Brokerage giant Charles Schwab announced on Thursday that it had received antitrust approval from the U.S. Department of Justice for its acquisition of rival broker TD Ameritrade, a blockbuster $26 billion deal which further consolidates the industry.
The DOJ closed its investigation and approved the merger between Charles Schwab and TD Ameritrade which further consolidates the brokerage world.
The $26 billion deal between the two largest publicly traded discount brokers will create a brokerage mammoth with more than $5 trillion in client assets ($3.8 trillion from Schwab and $1.3 trillion from TD Ameritrade).
Both stocks jumped on Thursday: Schwab was up 2% while TD Ameritrade shares jumped over 5%.
The merger was first announced in November 2019, shortly after Schwab slashed trading fees to zero in a move that sparked a price war and caused other major brokerages to quickly follow suit.

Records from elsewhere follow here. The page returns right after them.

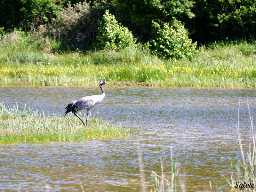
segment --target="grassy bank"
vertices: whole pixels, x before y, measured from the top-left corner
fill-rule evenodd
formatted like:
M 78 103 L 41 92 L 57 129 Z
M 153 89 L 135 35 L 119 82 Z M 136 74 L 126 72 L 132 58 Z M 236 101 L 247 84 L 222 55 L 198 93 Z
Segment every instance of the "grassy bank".
M 212 44 L 191 60 L 166 60 L 141 47 L 53 53 L 46 43 L 20 36 L 0 41 L 0 85 L 87 86 L 102 79 L 112 85 L 256 86 L 256 43 Z
M 79 141 L 92 138 L 124 137 L 129 129 L 92 118 L 86 127 L 78 118 L 39 115 L 24 107 L 7 107 L 0 103 L 0 144 L 51 141 Z

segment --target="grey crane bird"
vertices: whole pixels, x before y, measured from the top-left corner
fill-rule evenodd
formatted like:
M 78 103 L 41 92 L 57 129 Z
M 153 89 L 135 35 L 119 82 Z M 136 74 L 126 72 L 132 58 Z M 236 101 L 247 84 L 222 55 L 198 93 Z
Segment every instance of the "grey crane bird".
M 87 122 L 88 121 L 88 114 L 89 113 L 91 114 L 90 110 L 97 105 L 101 101 L 105 96 L 105 91 L 104 91 L 102 85 L 104 84 L 109 85 L 108 83 L 107 83 L 104 81 L 100 81 L 99 83 L 100 88 L 101 90 L 102 93 L 101 95 L 91 95 L 82 97 L 78 100 L 73 101 L 67 105 L 65 112 L 65 117 L 67 114 L 69 112 L 72 112 L 74 115 L 77 117 L 80 120 L 82 121 L 83 124 L 85 125 L 84 123 L 78 116 L 76 113 L 78 111 L 82 109 L 86 109 L 87 110 L 87 116 L 86 117 L 86 126 L 87 126 Z

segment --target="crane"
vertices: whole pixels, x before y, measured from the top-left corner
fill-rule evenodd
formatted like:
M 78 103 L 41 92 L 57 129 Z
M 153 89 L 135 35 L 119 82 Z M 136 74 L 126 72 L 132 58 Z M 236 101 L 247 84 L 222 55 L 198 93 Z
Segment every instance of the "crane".
M 65 115 L 64 116 L 66 116 L 66 115 L 69 112 L 72 112 L 75 115 L 82 121 L 83 124 L 85 125 L 85 124 L 84 121 L 76 115 L 76 113 L 79 110 L 86 109 L 87 110 L 87 116 L 86 117 L 86 126 L 87 127 L 87 122 L 88 121 L 87 119 L 88 114 L 89 113 L 91 114 L 90 110 L 95 105 L 100 103 L 105 96 L 105 91 L 102 87 L 102 85 L 104 84 L 109 85 L 110 84 L 107 83 L 104 81 L 102 80 L 100 81 L 99 83 L 99 85 L 102 92 L 101 95 L 90 95 L 90 96 L 84 97 L 78 100 L 73 101 L 68 103 L 66 108 L 65 108 L 65 109 L 67 109 L 67 110 L 65 112 Z

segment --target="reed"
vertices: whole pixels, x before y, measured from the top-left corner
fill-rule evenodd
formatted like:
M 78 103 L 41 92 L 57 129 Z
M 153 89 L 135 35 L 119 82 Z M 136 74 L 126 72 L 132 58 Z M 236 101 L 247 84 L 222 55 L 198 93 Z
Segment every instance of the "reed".
M 249 139 L 246 139 L 246 144 L 243 145 L 239 125 L 239 109 L 237 132 L 242 160 L 232 161 L 229 167 L 231 179 L 227 181 L 235 191 L 256 191 L 256 132 L 253 130 L 252 118 L 249 104 L 248 106 L 251 122 Z M 248 148 L 247 153 L 244 151 L 246 148 Z
M 6 107 L 0 102 L 0 144 L 24 142 L 80 141 L 92 138 L 128 136 L 129 129 L 114 125 L 95 117 L 90 119 L 88 126 L 71 115 L 65 118 L 53 114 L 39 114 L 24 106 Z
M 256 87 L 256 43 L 202 46 L 191 60 L 166 60 L 142 46 L 52 53 L 16 34 L 0 41 L 0 85 Z

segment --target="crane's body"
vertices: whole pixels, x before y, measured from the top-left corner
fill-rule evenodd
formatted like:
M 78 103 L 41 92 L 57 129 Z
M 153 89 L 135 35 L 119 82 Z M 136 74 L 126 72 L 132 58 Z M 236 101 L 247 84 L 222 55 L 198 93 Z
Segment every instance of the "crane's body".
M 78 100 L 73 101 L 68 104 L 65 108 L 65 109 L 67 109 L 67 110 L 65 112 L 65 115 L 64 116 L 65 117 L 68 113 L 72 112 L 75 115 L 82 121 L 84 124 L 85 125 L 84 121 L 76 115 L 76 113 L 80 110 L 86 109 L 87 116 L 86 117 L 86 126 L 87 126 L 88 114 L 89 113 L 91 114 L 90 110 L 96 105 L 100 103 L 105 96 L 105 92 L 102 87 L 102 85 L 105 84 L 109 84 L 103 81 L 101 81 L 99 83 L 99 85 L 102 92 L 102 93 L 101 95 L 84 97 Z

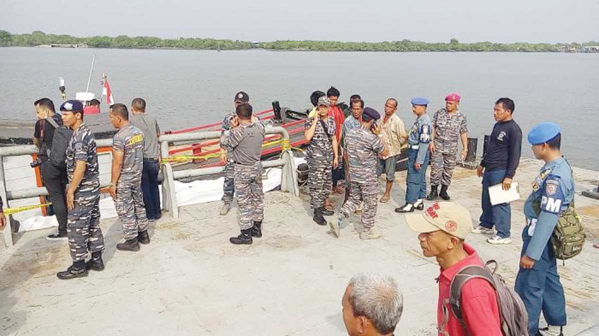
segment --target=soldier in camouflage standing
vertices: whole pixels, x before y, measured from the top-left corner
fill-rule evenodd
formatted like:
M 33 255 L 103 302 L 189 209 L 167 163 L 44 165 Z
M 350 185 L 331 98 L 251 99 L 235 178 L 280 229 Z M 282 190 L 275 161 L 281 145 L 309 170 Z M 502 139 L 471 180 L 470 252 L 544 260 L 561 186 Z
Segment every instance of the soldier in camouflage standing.
M 362 125 L 359 129 L 351 130 L 345 135 L 346 150 L 349 160 L 349 175 L 351 179 L 349 199 L 339 210 L 336 222 L 329 225 L 338 237 L 340 227 L 344 218 L 349 217 L 364 200 L 364 209 L 362 213 L 364 230 L 360 232 L 361 239 L 376 239 L 380 233 L 374 228 L 376 215 L 377 164 L 379 155 L 386 155 L 389 149 L 380 139 L 380 127 L 374 126 L 374 121 L 380 118 L 380 114 L 371 108 L 364 109 L 362 114 Z
M 231 153 L 235 163 L 234 179 L 241 230 L 239 236 L 229 240 L 233 244 L 249 245 L 252 237 L 262 237 L 264 193 L 260 151 L 264 140 L 264 126 L 252 118 L 249 104 L 238 105 L 235 112 L 237 116 L 231 120 L 231 130 L 220 138 L 220 146 Z
M 56 276 L 69 279 L 87 276 L 87 270 L 104 269 L 104 238 L 100 229 L 100 179 L 93 134 L 83 123 L 83 104 L 67 100 L 60 106 L 62 122 L 73 130 L 66 152 L 69 187 L 66 234 L 73 264 Z M 88 251 L 91 259 L 85 258 Z
M 113 138 L 110 196 L 123 224 L 125 237 L 125 242 L 117 244 L 116 248 L 138 251 L 140 243 L 150 243 L 141 191 L 144 133 L 129 123 L 129 111 L 123 104 L 111 106 L 109 117 L 110 123 L 119 129 Z
M 247 104 L 250 102 L 250 96 L 243 91 L 240 91 L 235 95 L 233 100 L 235 108 L 241 104 Z M 229 113 L 225 116 L 222 126 L 222 133 L 230 130 L 231 129 L 231 121 L 237 117 L 235 112 Z M 225 182 L 223 184 L 223 197 L 221 200 L 223 202 L 223 206 L 220 209 L 220 215 L 224 216 L 229 213 L 231 210 L 231 203 L 233 201 L 233 196 L 235 194 L 235 182 L 233 179 L 233 166 L 234 165 L 233 160 L 230 157 L 227 157 L 226 149 L 223 148 L 220 148 L 220 163 L 225 164 Z
M 334 212 L 324 207 L 324 201 L 331 194 L 332 172 L 339 163 L 335 120 L 329 117 L 331 103 L 326 97 L 318 99 L 318 113 L 305 121 L 304 137 L 308 141 L 305 150 L 308 163 L 308 187 L 311 204 L 314 208 L 313 219 L 316 224 L 326 225 L 323 215 Z
M 451 176 L 455 168 L 458 154 L 458 141 L 462 140 L 463 160 L 468 154 L 468 129 L 466 127 L 466 115 L 458 109 L 459 94 L 451 93 L 445 97 L 445 108 L 437 111 L 432 117 L 432 131 L 431 132 L 431 193 L 426 199 L 432 201 L 437 197 L 448 200 L 447 188 L 451 183 Z M 441 192 L 437 194 L 437 188 L 441 185 Z

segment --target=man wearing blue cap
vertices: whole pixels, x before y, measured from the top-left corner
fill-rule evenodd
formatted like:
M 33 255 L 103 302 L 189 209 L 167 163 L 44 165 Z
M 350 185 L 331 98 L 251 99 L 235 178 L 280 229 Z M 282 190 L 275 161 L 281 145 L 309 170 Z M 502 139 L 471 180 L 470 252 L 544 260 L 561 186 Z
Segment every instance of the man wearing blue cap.
M 104 269 L 104 238 L 100 229 L 100 179 L 93 133 L 83 123 L 81 102 L 67 100 L 60 106 L 60 111 L 62 122 L 73 130 L 65 153 L 69 179 L 66 234 L 73 264 L 56 274 L 59 279 L 66 280 L 87 276 L 87 270 Z M 86 264 L 88 251 L 92 258 Z
M 492 205 L 489 187 L 501 184 L 504 190 L 512 187 L 512 180 L 520 163 L 522 132 L 512 118 L 514 101 L 507 97 L 495 102 L 493 117 L 495 123 L 486 143 L 483 158 L 476 170 L 476 175 L 483 179 L 480 199 L 483 213 L 480 222 L 473 229 L 474 233 L 493 234 L 493 226 L 497 233 L 487 239 L 489 244 L 511 244 L 512 209 L 510 203 Z
M 408 135 L 408 176 L 406 190 L 406 204 L 396 207 L 395 212 L 412 212 L 424 209 L 426 197 L 426 166 L 428 165 L 428 143 L 431 142 L 432 124 L 426 114 L 429 100 L 415 97 L 411 100 L 416 121 Z
M 376 239 L 380 233 L 374 228 L 376 215 L 377 164 L 379 155 L 386 155 L 389 149 L 381 139 L 380 126 L 374 122 L 380 118 L 380 114 L 374 109 L 366 108 L 362 114 L 362 124 L 359 128 L 347 132 L 345 137 L 346 151 L 349 161 L 350 180 L 349 198 L 339 210 L 336 222 L 329 222 L 331 230 L 338 238 L 340 227 L 344 218 L 347 218 L 358 209 L 360 201 L 364 202 L 362 213 L 361 239 Z
M 515 289 L 528 312 L 528 333 L 562 335 L 566 324 L 564 288 L 559 282 L 551 235 L 561 212 L 574 201 L 572 169 L 559 150 L 559 127 L 541 123 L 528 133 L 535 157 L 545 161 L 524 203 L 527 225 L 522 230 L 520 270 Z M 541 311 L 547 327 L 539 329 Z

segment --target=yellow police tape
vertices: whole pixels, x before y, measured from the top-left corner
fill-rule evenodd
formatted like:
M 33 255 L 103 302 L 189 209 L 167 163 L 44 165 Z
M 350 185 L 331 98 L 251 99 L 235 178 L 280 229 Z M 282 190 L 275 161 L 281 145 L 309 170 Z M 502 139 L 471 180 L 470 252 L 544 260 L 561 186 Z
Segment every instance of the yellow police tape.
M 283 140 L 275 140 L 274 141 L 270 141 L 265 143 L 262 143 L 262 148 L 268 147 L 268 146 L 272 146 L 273 145 L 281 144 L 281 151 L 288 151 L 292 149 L 291 146 L 289 145 L 289 140 L 288 139 L 285 139 Z M 300 149 L 299 148 L 297 148 Z M 300 149 L 301 150 L 301 149 Z M 189 161 L 192 160 L 198 160 L 202 158 L 211 158 L 214 157 L 219 157 L 220 156 L 220 153 L 214 153 L 211 154 L 206 154 L 204 155 L 177 155 L 171 156 L 168 157 L 164 157 L 161 158 L 161 162 L 176 162 L 177 161 Z
M 20 206 L 19 207 L 11 207 L 2 210 L 2 212 L 4 213 L 4 215 L 12 215 L 13 213 L 16 213 L 17 212 L 27 211 L 28 210 L 32 210 L 34 209 L 37 209 L 38 207 L 44 207 L 44 206 L 48 206 L 49 205 L 52 205 L 52 203 L 44 203 L 37 205 L 28 205 L 26 206 Z

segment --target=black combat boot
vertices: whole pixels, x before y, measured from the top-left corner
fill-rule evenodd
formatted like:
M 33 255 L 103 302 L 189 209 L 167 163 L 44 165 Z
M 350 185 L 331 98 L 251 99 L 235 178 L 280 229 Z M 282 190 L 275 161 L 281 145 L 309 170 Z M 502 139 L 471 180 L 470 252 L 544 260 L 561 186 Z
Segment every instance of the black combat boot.
M 449 185 L 441 185 L 441 192 L 439 193 L 439 197 L 446 201 L 449 200 L 449 195 L 447 195 L 447 188 L 449 188 Z
M 429 194 L 428 196 L 426 196 L 426 200 L 427 200 L 434 201 L 434 200 L 435 200 L 437 199 L 437 197 L 438 197 L 439 194 L 437 192 L 437 187 L 438 186 L 437 186 L 437 185 L 431 185 L 431 193 Z M 441 193 L 443 193 L 443 188 L 441 188 Z
M 56 273 L 56 276 L 58 277 L 58 279 L 62 280 L 87 276 L 87 270 L 85 269 L 85 261 L 81 260 L 73 262 L 73 264 L 66 271 Z
M 85 263 L 85 269 L 98 271 L 104 270 L 104 262 L 102 261 L 102 252 L 92 253 L 92 259 Z
M 262 237 L 262 221 L 257 222 L 256 221 L 252 221 L 254 223 L 254 226 L 252 227 L 252 236 L 255 237 L 256 238 L 260 238 Z
M 144 230 L 144 231 L 138 232 L 137 241 L 142 244 L 149 244 L 150 234 L 148 233 L 148 230 Z
M 140 251 L 140 242 L 137 241 L 137 237 L 125 240 L 125 243 L 117 244 L 116 249 L 122 251 Z
M 322 216 L 322 208 L 317 207 L 314 209 L 314 216 L 312 217 L 312 219 L 316 224 L 319 225 L 326 225 L 326 221 L 325 220 L 325 218 Z
M 246 245 L 252 245 L 252 243 L 253 242 L 252 240 L 252 228 L 242 230 L 241 234 L 237 237 L 231 237 L 229 239 L 229 241 L 231 242 L 231 244 L 236 245 L 241 244 Z

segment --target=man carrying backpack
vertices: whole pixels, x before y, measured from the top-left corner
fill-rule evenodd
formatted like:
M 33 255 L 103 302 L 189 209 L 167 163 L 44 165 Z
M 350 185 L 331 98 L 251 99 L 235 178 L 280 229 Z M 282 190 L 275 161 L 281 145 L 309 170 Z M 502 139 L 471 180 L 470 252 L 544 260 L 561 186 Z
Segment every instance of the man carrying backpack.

The deal intensifies the already heated competition in the brokerage industry amid lower prices for investment products.
“We’re gratified by the DOJ’s decision and appreciate its diligent and thorough review. We are pleased to be clearing an important milestone in our planned acquisition of TD Ameritrade,” said Schwab CEO Walt Bettinger in a press release.
What to watch for
The shareholders of both companies are scheduled to vote on the transaction later on Thursday, according to Schwab’s press release. The deal is expected to be finalized in the second half of 2020, with integration of the two companies likely to take between 18 and 36 months, Schwab said.
Schwab and TD’s merger came after major brokerages became embroiled in a price war by slashing trading fees to zero—a move that is good for customers but bad for brokers who give up billions of dollars of revenue. The all-stock deal between the two largest discount brokers will help save costs and improve profitability in the zero-commission environment, Schwab says.